Herscheid - Der Bauhof hat seit einer Woche einen neuen Trecker. Gestern überreichte Bürgermeister Uwe Schmalenbach symbolisch den Schlüssel und nun kann das Fahrzeug eingesetzt werden.

Der Trecker soll den bisherigen Lkw ersetzen. „Wir versuchen seit ein paar Jahren, den Fahrzeugpark des Bauhofs zu modernisieren und haben uns überlegt, wie der Bauhof besonders effektiv aufgestellt sein kann. Mit dem neuen Trecker ist der Fahrzeugpark nun komplett erneuert“, sagte Bürgermeister Uwe Schmalenbach bei der Schlüsselübergabe.

Ein Unimog wurde bereits vor einiger Zeit ebenfalls durch einen Trecker ersetzt. Ein Anhänger mit Kran und ein Heckcontainer werden als Zusatz für das neue Fahrzeug in den nächsten Wochen geliefert. Eingesetzt werden soll der Schlepper zum Beispiel für den Winterdienst, Grünarbeiten oder, um Bachläufe frei zu räumen. „Im Prinzip für alles, wofür der Lastwagen auch eingesetzt wurde“, sagte Thomas Deitmerg, Vorarbeiter des Bauhofs. Der Vorteil an dem Trecker sei, dass dieser flexibler einzusetzen sei.

Während beim Lkw die Ladefläche immer dabei ist, würden beim Trecker nur die Zusatzteile mitgenommen, die man für die bestimmten Einsätze auch wirklich brauche. Dies habe auch den Vorteil, dass während des Winterdienstes nicht alle Teile vom Salz angegriffen würden. Ebenfalls mache es sich im Winter bezahlt, dass die Sicht aus dem Trecker besser ist, als beim Lkw, da man nun in der Mitte sitzt und um sich herum nur Glas hat. „Ich konnte die rechte Seite vom Pflug im Dunkeln nie sehen. Jetzt schon“, erklärte Stefan Bruns, Mitarbeiter des Bauhofs.

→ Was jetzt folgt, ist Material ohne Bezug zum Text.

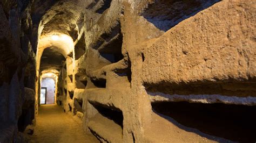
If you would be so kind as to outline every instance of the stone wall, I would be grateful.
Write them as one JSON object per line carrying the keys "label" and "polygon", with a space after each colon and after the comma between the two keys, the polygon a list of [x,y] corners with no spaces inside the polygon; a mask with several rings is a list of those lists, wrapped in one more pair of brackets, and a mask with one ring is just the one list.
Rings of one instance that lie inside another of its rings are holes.
{"label": "stone wall", "polygon": [[34,119],[35,52],[29,1],[0,1],[0,142],[22,142]]}
{"label": "stone wall", "polygon": [[[113,142],[255,139],[246,111],[256,104],[254,2],[102,2],[85,3],[74,60],[60,75],[59,101],[83,115],[87,132]],[[211,114],[193,112],[200,109]],[[227,120],[246,122],[244,112],[248,124]],[[204,120],[193,123],[196,115]]]}

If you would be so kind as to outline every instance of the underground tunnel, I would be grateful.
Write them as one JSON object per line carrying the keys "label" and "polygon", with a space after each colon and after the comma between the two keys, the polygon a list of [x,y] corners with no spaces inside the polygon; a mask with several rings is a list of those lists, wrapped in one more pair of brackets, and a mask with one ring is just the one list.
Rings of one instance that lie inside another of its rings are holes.
{"label": "underground tunnel", "polygon": [[255,10],[0,0],[0,142],[255,142]]}

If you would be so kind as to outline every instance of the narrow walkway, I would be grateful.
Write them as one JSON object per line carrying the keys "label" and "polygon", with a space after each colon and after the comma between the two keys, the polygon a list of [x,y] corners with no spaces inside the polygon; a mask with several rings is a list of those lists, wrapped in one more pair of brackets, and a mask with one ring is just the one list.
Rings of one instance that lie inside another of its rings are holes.
{"label": "narrow walkway", "polygon": [[82,121],[65,113],[57,105],[43,105],[39,109],[32,142],[99,142],[86,134]]}

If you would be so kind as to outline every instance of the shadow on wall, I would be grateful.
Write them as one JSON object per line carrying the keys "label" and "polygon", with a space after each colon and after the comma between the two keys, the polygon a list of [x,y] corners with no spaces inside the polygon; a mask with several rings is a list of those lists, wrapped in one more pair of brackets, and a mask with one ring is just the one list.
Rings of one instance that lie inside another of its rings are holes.
{"label": "shadow on wall", "polygon": [[[155,0],[142,15],[165,32],[220,0]],[[156,11],[158,11],[156,12]]]}
{"label": "shadow on wall", "polygon": [[163,102],[152,107],[179,128],[212,140],[226,142],[209,135],[241,142],[256,140],[256,106]]}
{"label": "shadow on wall", "polygon": [[41,82],[41,88],[46,88],[46,104],[54,104],[55,95],[55,81],[50,77],[43,78]]}

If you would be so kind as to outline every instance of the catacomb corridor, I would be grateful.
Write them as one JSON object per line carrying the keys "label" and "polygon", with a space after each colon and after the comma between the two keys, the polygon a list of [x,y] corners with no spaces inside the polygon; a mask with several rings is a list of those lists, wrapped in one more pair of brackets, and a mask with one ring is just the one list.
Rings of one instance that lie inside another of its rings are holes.
{"label": "catacomb corridor", "polygon": [[256,1],[0,0],[0,142],[255,142]]}

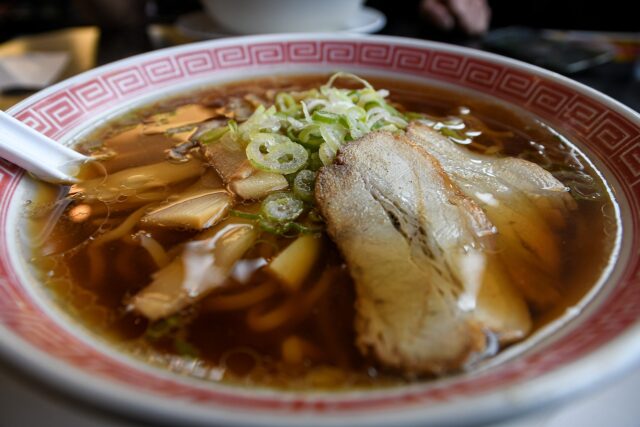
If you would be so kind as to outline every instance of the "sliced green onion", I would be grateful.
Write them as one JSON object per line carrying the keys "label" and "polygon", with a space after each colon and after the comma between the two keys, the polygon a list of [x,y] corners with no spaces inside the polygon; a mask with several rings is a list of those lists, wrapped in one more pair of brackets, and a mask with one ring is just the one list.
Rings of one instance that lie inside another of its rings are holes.
{"label": "sliced green onion", "polygon": [[278,107],[278,111],[283,113],[295,113],[298,110],[298,103],[293,96],[286,92],[280,92],[276,95],[275,98],[276,107]]}
{"label": "sliced green onion", "polygon": [[334,151],[329,145],[322,144],[318,150],[318,156],[323,165],[330,165],[333,163],[333,159],[336,158],[336,151]]}
{"label": "sliced green onion", "polygon": [[198,142],[201,144],[211,144],[222,138],[227,132],[229,132],[229,127],[227,126],[208,130],[198,137]]}
{"label": "sliced green onion", "polygon": [[338,123],[339,119],[340,119],[340,116],[338,114],[331,113],[329,111],[315,111],[311,115],[311,120],[313,120],[316,123],[326,123],[326,124],[333,125]]}
{"label": "sliced green onion", "polygon": [[304,211],[302,200],[291,193],[269,194],[262,202],[261,213],[268,221],[284,223],[294,221]]}
{"label": "sliced green onion", "polygon": [[250,137],[247,158],[253,166],[267,172],[290,174],[300,170],[309,153],[284,135],[259,133]]}
{"label": "sliced green onion", "polygon": [[317,151],[309,154],[309,160],[307,160],[306,168],[312,171],[318,171],[323,166],[322,160],[320,160],[320,155]]}
{"label": "sliced green onion", "polygon": [[293,194],[302,201],[313,202],[313,189],[316,183],[316,173],[303,169],[293,180]]}

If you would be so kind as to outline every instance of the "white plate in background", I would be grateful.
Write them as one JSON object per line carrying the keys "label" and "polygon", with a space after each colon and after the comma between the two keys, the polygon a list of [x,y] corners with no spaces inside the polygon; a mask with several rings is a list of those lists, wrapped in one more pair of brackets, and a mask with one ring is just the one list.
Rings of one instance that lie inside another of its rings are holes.
{"label": "white plate in background", "polygon": [[[363,7],[357,12],[340,31],[348,33],[375,33],[380,31],[387,23],[384,13],[371,7]],[[196,40],[217,39],[220,37],[229,37],[232,34],[221,28],[205,12],[192,12],[182,15],[176,21],[176,27],[180,32]],[[313,28],[309,28],[313,31]]]}

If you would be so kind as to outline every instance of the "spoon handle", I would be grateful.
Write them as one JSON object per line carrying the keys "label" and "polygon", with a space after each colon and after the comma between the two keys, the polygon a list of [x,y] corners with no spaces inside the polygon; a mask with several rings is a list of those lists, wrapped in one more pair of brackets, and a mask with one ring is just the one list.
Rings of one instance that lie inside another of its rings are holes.
{"label": "spoon handle", "polygon": [[31,129],[0,111],[0,157],[43,181],[74,183],[77,167],[88,157]]}

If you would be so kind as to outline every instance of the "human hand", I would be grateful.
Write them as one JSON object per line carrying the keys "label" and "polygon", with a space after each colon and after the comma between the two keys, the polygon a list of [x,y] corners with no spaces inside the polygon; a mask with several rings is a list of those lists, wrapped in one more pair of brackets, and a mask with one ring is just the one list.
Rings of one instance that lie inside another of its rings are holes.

Er wird in Zukunft der Hauptfahrer des neuen Treckers sein. „Da unser Fuhrpark überschaubar ist, ist es umso wichtiger, dass wir verlässliche Fahrzeuge haben“, sagt Uwe Schmalenbach. Ein Vorteil sei sicherlich auch, dass sich die Mitarbeiter des Bauhofs mit den variabel einsetzbaren Trecker gut auskennen, da sie nun zwei gleiche Fahrzeuge haben. 

Bezüglich der Kosten habe sich die Anschaffung ebenfalls gelohnt. „Wir haben für die Neuanschaffung 200 000 vorgesehen und der Trecker kostete nur 115 000 Euro“, berichtete Uwe Schmalenbach. Trotz der Zusatzteile habe man damit deutlich gespart und dies gelte auch für die Unterhaltung durch geringere Wartungsintervale und weniger Sprit, den man für das Fahrzeug benötige. 

Der Schlepper hat 133 PS und eine Höchstgeschwindigkeit von 40 km/h. Besonders angenehm ist für die Bauhofmitarbeiter, dass das Fahrzeug mit einem Gesamtgewicht von 8,5 Tonnen ein stufenloses Getriebe hat. „Wenn man für Grünarbeiten zum Beipspiel nur fünf km/h fährt, ist das sehr praktisch, dass man nicht schalten muss“, erklärte Thomas Deitmerg. 

Wer jetzt neugierig geworden ist und sich den neuen Trecker und die anderen Fahrzeuge des Bauhofs einmal anschauen möchte, ist herzlich zum Tag der offenen Tür am Samstag, 14. Oktober, eingeladen.